Thursday, February 16, 2006

Before Courtney was invited into our family, when I prayed about it I got the distinct impression that she was optional. That we did not have to encounter the trial and hardship that having her would entail. Of course all children are both a hardship and a blessing, and we decided that she would be worth it. She would have been fourteen today.

December is hard. Both Jessica and Courtney entered into their final illnesses on the 25th. Courtney died on the 26th of December, Jessica on the 26th of January. Jessica was born on February 12, Courtney on February 16. Valentine's Day used to be such a joyous week for us.

But, tomorrow will be like Easter for me, an emergence from the sorrow. The cycle repeats itself every year. That I've changed jobs on or about January 1 twice now, has added some subtle twists. Neither time did any of my co-workers notice anything until they had known me a couple years or more.

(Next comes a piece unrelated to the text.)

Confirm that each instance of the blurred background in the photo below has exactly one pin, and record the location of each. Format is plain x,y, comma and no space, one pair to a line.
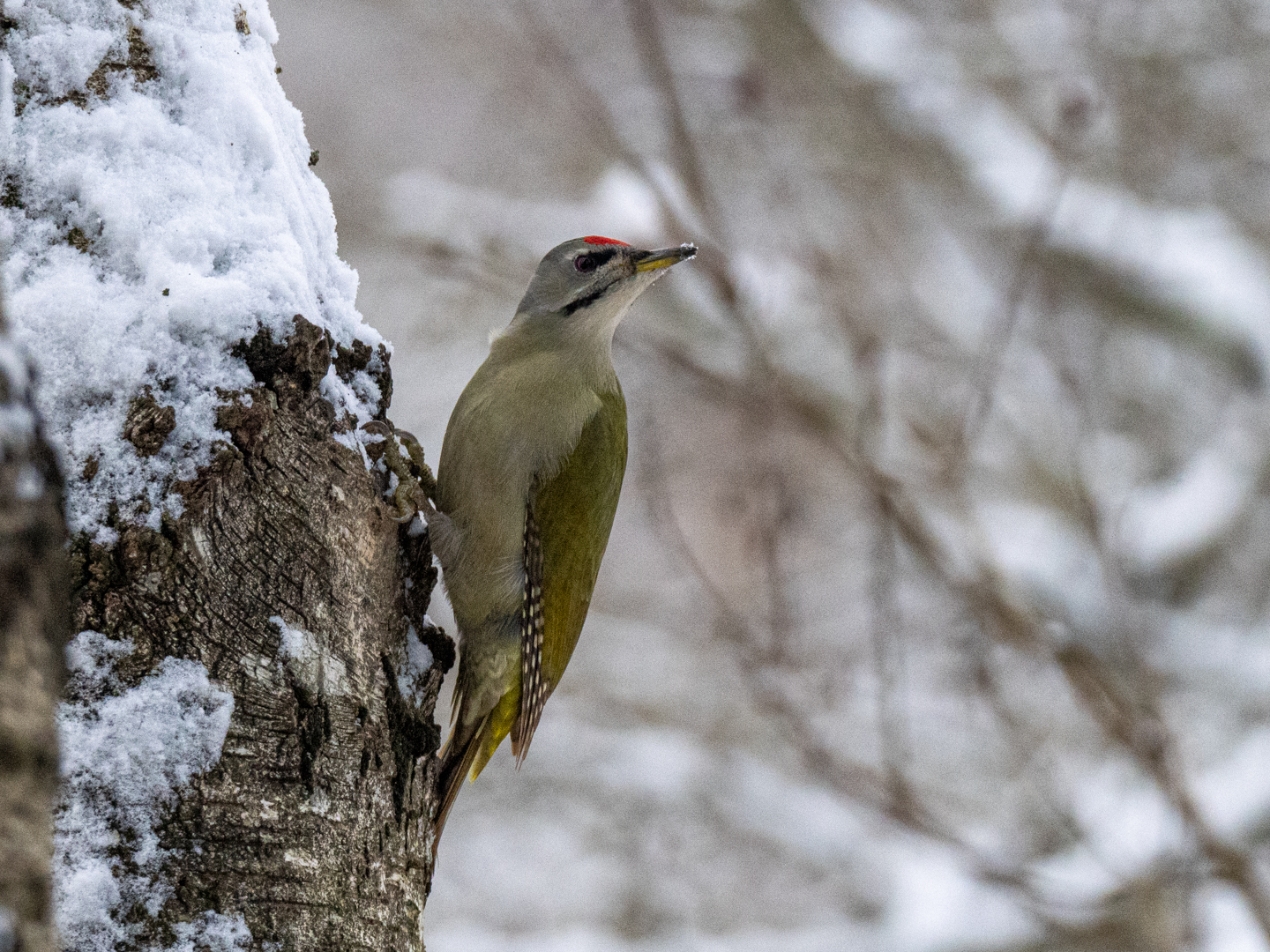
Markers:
935,616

It may be in my heart, but I miss her still, regardless of ourward appearance.

1 comment:

Anonymous said...

I think that one of the greatest blessings in this world is to born to parents that love you and want you. We are learning more and more that babies absorb so much more of their environment than we ever thought. Even before children speak, they are like amazing social scientists. I think it must have been very special for Courtney to feel the love of a family that chose to have her knowing beforehand that this could entail trials a long the way.